The House Alice Bulit

14.12.2018 – 26.01.2019

Curated by

T. Melih Görgün

 

Supported by

Goethe-Institut Istanbul 

The exhibition brings the “Female Futures” section of the project “50 Years after 50 Years of the Bauhaus, 1968” to Istanbul. 

Starting from their contribution to “50 Years after 50 Years of the Bauhaus 1968” at the Württembergischer Kunstverein Stuttgart, the artists and architects Asli Serbest and Mona Mahall show their speculative research on feminist spatial utopias —in reflection of modernism and the Bauhaus culture.

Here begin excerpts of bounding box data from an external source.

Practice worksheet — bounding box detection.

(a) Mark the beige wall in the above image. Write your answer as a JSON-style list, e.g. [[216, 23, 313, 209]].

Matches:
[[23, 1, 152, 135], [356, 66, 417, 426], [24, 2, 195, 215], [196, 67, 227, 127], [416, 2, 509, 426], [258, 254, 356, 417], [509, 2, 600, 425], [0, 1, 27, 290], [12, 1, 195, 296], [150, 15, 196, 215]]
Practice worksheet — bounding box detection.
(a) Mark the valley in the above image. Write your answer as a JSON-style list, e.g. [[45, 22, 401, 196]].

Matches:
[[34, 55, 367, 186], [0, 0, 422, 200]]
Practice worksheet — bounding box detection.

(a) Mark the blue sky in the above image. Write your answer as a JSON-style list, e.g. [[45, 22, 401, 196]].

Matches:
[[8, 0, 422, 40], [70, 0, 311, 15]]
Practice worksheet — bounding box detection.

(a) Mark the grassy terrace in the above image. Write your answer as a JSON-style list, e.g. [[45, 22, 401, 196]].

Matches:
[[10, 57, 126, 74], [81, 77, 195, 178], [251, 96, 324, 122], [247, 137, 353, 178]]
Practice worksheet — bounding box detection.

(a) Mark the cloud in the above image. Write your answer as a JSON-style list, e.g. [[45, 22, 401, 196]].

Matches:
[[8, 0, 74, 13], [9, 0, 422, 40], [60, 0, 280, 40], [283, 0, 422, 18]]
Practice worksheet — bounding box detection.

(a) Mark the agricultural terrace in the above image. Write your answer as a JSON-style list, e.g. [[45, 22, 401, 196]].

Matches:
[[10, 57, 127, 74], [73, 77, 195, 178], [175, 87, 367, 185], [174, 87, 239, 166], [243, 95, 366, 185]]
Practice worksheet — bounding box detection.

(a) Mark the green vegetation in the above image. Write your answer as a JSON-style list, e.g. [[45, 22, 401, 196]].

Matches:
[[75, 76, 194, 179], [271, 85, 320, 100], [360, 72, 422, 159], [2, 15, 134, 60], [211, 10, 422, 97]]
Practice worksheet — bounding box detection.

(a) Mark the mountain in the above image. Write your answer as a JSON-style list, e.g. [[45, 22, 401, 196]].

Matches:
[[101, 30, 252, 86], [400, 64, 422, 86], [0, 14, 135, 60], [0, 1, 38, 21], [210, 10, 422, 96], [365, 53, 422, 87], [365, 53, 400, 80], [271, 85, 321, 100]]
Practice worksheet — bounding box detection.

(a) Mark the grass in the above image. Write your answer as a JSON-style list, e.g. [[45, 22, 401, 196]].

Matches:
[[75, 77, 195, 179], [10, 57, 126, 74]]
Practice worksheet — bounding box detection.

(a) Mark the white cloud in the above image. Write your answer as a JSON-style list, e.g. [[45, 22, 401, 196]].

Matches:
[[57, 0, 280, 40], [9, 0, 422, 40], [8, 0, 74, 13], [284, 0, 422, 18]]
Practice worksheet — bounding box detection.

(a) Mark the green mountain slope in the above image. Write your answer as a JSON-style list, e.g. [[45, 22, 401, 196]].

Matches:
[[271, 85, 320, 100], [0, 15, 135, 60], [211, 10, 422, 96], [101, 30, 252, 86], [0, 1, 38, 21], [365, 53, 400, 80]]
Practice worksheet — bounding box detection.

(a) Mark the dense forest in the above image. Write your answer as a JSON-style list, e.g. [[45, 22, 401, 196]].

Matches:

In a short text from 1931, Walter Benjamin describes the destructive character: It “knows only one watchword: make room. And only one activity: clearing away.” The destructive character passes on situations by liquidating them. In need for fresh air and open space, it obtains complete reduction, deletes the traces of its age and roots out of its own condition —it stands for a modernist ideology and the Bauhaus program. The destructive character, as Benjamin maintains, allows for a new beginning. The zero point (tabula rasa) enabled the Bauhaus to start anew, to produce neutral, ultimately cleared spaces. Modernism has long been questioned for its destructive character, for those utopian aspirations of the tabula rasa attributed to men and regarded as bound up with paternalistic, colonial, and totalitarian attitudes. Other modernities, especially alternative approaches to total reduction and the tabula

rasa constitute the topic of the research based work The House Alice Built. Asli Serbest and Mona Mahall explore utopian projects that, informed by feminist theories and practices, have reimagined modern (domestic) space. Through videos, models, drawings, images, and texts, this iteration of Female Futures collects and develops speculations on houses and scenes that subtract from a given set of rooms, actors, and functions, without destroying it completely: these speculations remove the kitchen from the apartment (The House Alice Built), Romeo from Romeo and Juliet, and eliminate the separation between private and public. As counterdrafts to modernism’s maximum projects, they formulate concepts of minimum or minor operations that however allow for new spatial connections and relations.

In that they provide the ground on which we can evolve possible open, material, social, ecological, and aesthetic forms of living together equally.